La justice tunisienne a émis aujourd'hui (07/01/2015) des mandats de dépôt contre deux
policiers accusés d'avoir tué deux jeunes filles, prises pour des membres d'un
groupe armé alors qu'elles circulaient en voiture à Kasserine (centre-ouest).
"Le juge d'instruction du
tribunal de première instance de Kasserine a émis deux mandats de dépôt à
l'encontre des deux policiers. L'enquête est toujours en cours", a déclaré
Mehdi Belili, porte-parole du tribunal.
Fin août, les deux jeunes filles, qui étaient cousines et dont l'une avait
aussi la nationalité allemande, circulaient en voiture lorsqu'elles ont été
tuées par balle. Le ministère de l'Intérieur avait à l'époque expliqué que ses
agents avaient pris les passagers du véhicule pour "un groupe armé".
Le ministère a expliqué dans un communiqué qu’une patrouille des forces de
sécurité intérieure s’était positionnée au bord d’une route « à l’aube à la
suite d’informations fournies par un citoyen à propos d’un groupe armé se
dirigeant vers la ville de Kasserine ».
« Une voiture est passée à grande
vitesse » mais malgré des signaux lumineux puis des tirs en l’air, « elle
n’a pas obtempéré et a continué à rouler, ce qui a obligé les agents à ouvrir
le feu, blessant deux jeunes filles qui étaient à bord de la voiture et qui
sont ensuite décédées », a poursuivi le ministère.

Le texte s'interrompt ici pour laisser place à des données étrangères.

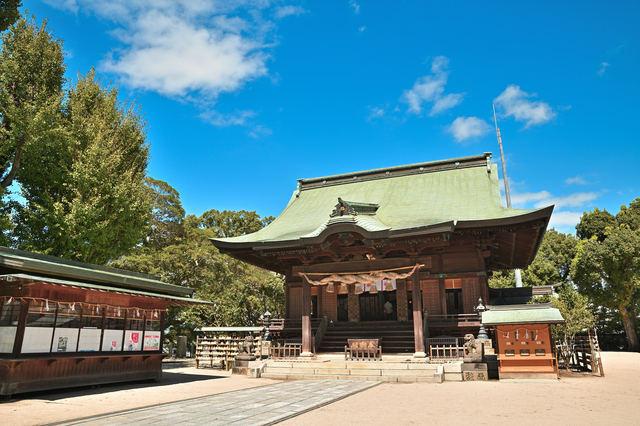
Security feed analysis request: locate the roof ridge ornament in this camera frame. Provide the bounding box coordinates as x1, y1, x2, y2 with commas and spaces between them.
330, 198, 379, 218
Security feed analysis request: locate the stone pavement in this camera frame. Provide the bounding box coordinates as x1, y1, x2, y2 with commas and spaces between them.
52, 380, 380, 426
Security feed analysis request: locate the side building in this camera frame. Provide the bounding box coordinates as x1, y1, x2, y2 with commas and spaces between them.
211, 153, 554, 358
0, 247, 209, 395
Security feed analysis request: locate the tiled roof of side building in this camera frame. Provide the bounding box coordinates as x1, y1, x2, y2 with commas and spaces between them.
212, 153, 553, 249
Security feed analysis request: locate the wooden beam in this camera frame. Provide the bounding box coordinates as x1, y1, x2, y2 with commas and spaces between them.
300, 275, 313, 357
411, 266, 426, 357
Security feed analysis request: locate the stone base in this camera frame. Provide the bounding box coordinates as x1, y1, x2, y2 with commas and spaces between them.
461, 362, 488, 381
232, 360, 262, 376
413, 351, 427, 358
234, 357, 256, 368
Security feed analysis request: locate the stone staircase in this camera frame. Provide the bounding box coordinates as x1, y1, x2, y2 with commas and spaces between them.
260, 359, 449, 383
318, 321, 415, 353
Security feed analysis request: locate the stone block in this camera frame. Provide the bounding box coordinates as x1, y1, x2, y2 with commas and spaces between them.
461, 363, 488, 381
443, 362, 463, 373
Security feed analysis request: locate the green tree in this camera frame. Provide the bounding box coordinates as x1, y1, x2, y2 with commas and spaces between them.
113, 181, 285, 344
0, 1, 22, 32
0, 13, 65, 243
489, 229, 577, 289
531, 286, 595, 368
571, 201, 640, 351
575, 207, 616, 242
14, 69, 151, 264
200, 209, 274, 238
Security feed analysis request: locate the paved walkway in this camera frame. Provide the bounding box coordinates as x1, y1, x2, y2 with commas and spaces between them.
52, 380, 380, 426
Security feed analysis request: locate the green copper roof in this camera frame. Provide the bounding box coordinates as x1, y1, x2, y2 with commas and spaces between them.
212, 153, 553, 250
482, 305, 565, 325
0, 247, 193, 297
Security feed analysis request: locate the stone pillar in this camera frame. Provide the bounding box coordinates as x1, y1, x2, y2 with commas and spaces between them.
177, 336, 187, 358
396, 280, 408, 322
412, 268, 426, 358
347, 287, 360, 323
300, 275, 314, 357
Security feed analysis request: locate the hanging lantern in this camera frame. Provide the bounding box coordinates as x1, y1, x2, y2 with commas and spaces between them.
384, 280, 394, 291
339, 283, 349, 294
369, 282, 378, 294
326, 282, 335, 293
71, 302, 75, 311
354, 283, 363, 294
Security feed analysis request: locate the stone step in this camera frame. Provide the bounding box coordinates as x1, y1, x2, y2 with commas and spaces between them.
260, 372, 436, 383
264, 361, 439, 371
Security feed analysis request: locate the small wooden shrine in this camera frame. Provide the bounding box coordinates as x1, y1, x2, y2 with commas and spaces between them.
211, 153, 554, 359
482, 304, 564, 379
0, 247, 209, 395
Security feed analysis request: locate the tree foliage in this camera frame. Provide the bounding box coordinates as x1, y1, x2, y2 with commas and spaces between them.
0, 1, 21, 33
113, 180, 284, 343
531, 286, 595, 368
14, 69, 150, 264
571, 200, 640, 351
489, 229, 577, 289
0, 12, 65, 191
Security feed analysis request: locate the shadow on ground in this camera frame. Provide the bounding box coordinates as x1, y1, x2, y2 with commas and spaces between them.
2, 361, 227, 403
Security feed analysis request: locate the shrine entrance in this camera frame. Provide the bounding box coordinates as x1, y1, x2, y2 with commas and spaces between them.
359, 291, 397, 321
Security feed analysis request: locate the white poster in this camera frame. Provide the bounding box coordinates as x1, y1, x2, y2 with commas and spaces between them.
124, 330, 142, 351
52, 328, 79, 352
102, 329, 124, 352
143, 331, 161, 351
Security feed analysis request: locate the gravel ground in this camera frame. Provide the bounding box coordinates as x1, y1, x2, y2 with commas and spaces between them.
1, 351, 637, 426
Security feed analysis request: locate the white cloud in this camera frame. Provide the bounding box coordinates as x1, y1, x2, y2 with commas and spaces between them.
358, 26, 366, 32
534, 192, 599, 209
349, 0, 360, 14
51, 2, 294, 99
274, 6, 307, 19
367, 106, 385, 120
494, 85, 556, 128
248, 125, 273, 138
549, 211, 583, 229
46, 1, 309, 128
565, 176, 587, 185
510, 190, 553, 208
400, 56, 464, 116
198, 109, 256, 127
598, 62, 611, 76
446, 116, 492, 142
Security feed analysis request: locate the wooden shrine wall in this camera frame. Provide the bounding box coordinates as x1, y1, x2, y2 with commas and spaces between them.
321, 287, 337, 322
288, 286, 303, 320
422, 280, 442, 315
462, 278, 481, 314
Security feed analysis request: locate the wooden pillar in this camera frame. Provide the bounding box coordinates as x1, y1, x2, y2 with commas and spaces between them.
300, 275, 314, 357
411, 267, 426, 357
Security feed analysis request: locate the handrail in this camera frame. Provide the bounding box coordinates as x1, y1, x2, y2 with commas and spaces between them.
314, 316, 328, 353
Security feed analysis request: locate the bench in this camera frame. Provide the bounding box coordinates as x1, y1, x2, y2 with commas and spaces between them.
345, 338, 382, 361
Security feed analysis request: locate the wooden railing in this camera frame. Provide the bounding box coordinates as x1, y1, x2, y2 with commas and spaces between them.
314, 316, 328, 353
266, 318, 323, 330
426, 337, 464, 362
427, 314, 479, 326
269, 339, 302, 359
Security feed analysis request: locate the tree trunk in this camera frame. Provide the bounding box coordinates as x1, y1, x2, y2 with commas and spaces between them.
620, 307, 639, 351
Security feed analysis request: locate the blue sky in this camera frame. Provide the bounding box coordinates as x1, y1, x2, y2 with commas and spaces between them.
24, 1, 639, 234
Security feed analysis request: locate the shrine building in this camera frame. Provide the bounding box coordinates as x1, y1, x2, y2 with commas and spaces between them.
211, 153, 554, 358
0, 247, 209, 395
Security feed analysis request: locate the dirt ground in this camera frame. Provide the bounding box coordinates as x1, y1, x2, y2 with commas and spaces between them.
1, 351, 638, 426
280, 351, 640, 426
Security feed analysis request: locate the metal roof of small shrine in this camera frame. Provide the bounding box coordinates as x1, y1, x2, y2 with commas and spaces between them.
0, 247, 195, 298
482, 304, 565, 325
212, 153, 553, 251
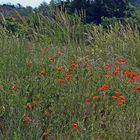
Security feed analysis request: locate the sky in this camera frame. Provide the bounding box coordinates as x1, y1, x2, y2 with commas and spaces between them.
0, 0, 51, 7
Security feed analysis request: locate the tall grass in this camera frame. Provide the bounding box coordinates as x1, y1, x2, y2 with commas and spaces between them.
0, 12, 140, 140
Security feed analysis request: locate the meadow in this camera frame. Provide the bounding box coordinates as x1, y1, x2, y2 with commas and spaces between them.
0, 12, 140, 140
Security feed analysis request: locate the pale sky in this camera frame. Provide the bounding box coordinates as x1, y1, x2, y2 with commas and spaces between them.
0, 0, 51, 7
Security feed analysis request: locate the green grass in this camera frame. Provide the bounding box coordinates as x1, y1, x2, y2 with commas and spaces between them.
0, 13, 140, 140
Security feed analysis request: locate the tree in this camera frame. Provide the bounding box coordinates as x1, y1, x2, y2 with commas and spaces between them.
62, 0, 130, 23
129, 0, 140, 6
38, 2, 49, 16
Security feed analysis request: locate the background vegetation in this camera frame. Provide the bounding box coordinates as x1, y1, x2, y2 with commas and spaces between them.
0, 0, 140, 35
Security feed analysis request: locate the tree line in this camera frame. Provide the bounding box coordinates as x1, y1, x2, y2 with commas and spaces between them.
0, 0, 140, 35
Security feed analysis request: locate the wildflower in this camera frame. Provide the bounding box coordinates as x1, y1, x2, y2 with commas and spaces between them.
40, 69, 46, 75
112, 96, 117, 99
26, 102, 33, 109
127, 78, 133, 82
115, 60, 121, 65
26, 100, 40, 109
121, 58, 126, 63
0, 85, 4, 89
117, 100, 125, 105
113, 68, 121, 75
32, 100, 40, 106
23, 115, 33, 122
93, 96, 100, 101
119, 95, 125, 100
71, 63, 76, 67
65, 76, 70, 81
42, 131, 49, 138
136, 86, 140, 91
115, 91, 122, 95
115, 68, 121, 72
72, 122, 78, 129
49, 57, 54, 61
131, 72, 138, 80
66, 72, 72, 77
57, 67, 62, 72
58, 51, 63, 56
68, 67, 72, 71
58, 78, 64, 83
104, 64, 110, 70
124, 70, 131, 76
99, 84, 109, 91
12, 85, 17, 89
85, 98, 90, 104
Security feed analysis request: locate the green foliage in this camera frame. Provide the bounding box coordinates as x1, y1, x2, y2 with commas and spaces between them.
2, 17, 20, 33
1, 0, 140, 35
129, 0, 140, 6
61, 0, 131, 23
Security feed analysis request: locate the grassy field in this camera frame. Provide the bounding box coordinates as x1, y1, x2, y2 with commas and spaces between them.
0, 13, 140, 140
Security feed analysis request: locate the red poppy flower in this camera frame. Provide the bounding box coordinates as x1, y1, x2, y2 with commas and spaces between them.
131, 72, 138, 80
117, 100, 125, 105
112, 95, 117, 99
115, 91, 122, 95
115, 60, 121, 65
68, 67, 72, 71
65, 76, 70, 81
26, 102, 33, 109
136, 86, 140, 91
12, 85, 17, 89
49, 57, 54, 61
40, 69, 46, 75
66, 72, 72, 77
127, 79, 133, 82
26, 100, 40, 109
113, 68, 121, 75
57, 67, 62, 71
23, 115, 33, 122
33, 100, 41, 106
42, 131, 49, 138
58, 51, 63, 56
116, 68, 121, 72
104, 64, 110, 70
58, 78, 64, 83
85, 98, 90, 103
121, 58, 126, 63
71, 63, 76, 67
123, 70, 131, 76
93, 96, 100, 101
0, 85, 4, 89
119, 95, 125, 100
72, 122, 78, 129
99, 84, 109, 91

Le cousin des deux jeunes filles, Achraf Hendiri, qui a dit qu’il se
trouvait avec elles à bord du véhicule, a affirmé au correspondant de l’AFP à
Kasserine que la conductrice de la voiture avait refusé de s’arrêter car elle
craignait qu’il s’agisse de « terroristes ».
Témoignage accablant et très différent de la conductrice
Sondos Dalhoumi, la conductrice de la voiture, a livré son témoignage à
l’Observatoire tunisien des droits et libertés (OTDL). Elle donne une version
des faits, très différente de celle présentée dans le communiqué, diffusé par
le ministère de l’Intérieur.
«Nous étions sur le chemin du
retour lorsque nous avons été surpris par des individus qui ont surgi derrière
des buissons et nous ont coupé la route, nous faisant signe de nous arrêter»,
raconte Sondos.
La jeune femme poursuit: «Comme il n’y avait pas de barrage policier, ni
de voiture de police, ni aucun signe indiquant qu’il s’agissait d’agents de
sécurité, nous avions pris peur».
Et si c’étaient des terroristes ou des braqueurs?
«Nous avons donc continué la route. On nous a tiré dessus et nous nous
sommes immédiatement arrêtés. Ma soeur Ahlem, qui était à mes côtés, a
reçu une balle dans la tête et un morceau de son crâne est tombé près de moi.
J’ai entendu aussi Ons qui, derrière moi, crait: ‘‘Sondos, j’ai été touchée
», a-t-elle ajouté.
«Une voiture s’est aussitôt
approchée de nous. Des agents de police sont descendus. Je savais que ma soeur
était décédée. Je les ai suppléés de nous transporter d’urgence à l’hôpital,
mais ils ont eu peur, et se sont détournés, nous laissant à notre sort, et s’en
sont allés. Mon cousin Achraf a alors pris lr volant pour nous conduire jusqu’à
l’hôpital de Kasserine, mais avant d’y arriver, un des policiers nous ont
arrêtés, en pointant leurs armes vers nous. Nous les avons suppléés, en
pleurant, de nous laisser poursuivre notre chemin jusqu’à l’hôpital», .
«on ne nous a pas demandé de nous
arrêter»
«Les balles étaient dirigées
directement vers les personnes et non vers la voiture pour tenter de l’arrêter.
Quant à moi, j’ai eu mon permis de conduire depuis une dizaine d’années»,
a-t-elle précisé en réponse au communiqué diffusé par le ministère de
l’Intérieur.
Kasserine se trouve au pied du Mont Chaambi, où l’armée pourchasse depuis
plus d’un an et demi un groupe jihadiste responsable d’attaques meurtrières
contre les forces armées et la police.
Fin mai, quatre policiers gardant la maison du ministre de l’Intérieur dans
la ville ont été tués dans une attaque menée par des hommes armés.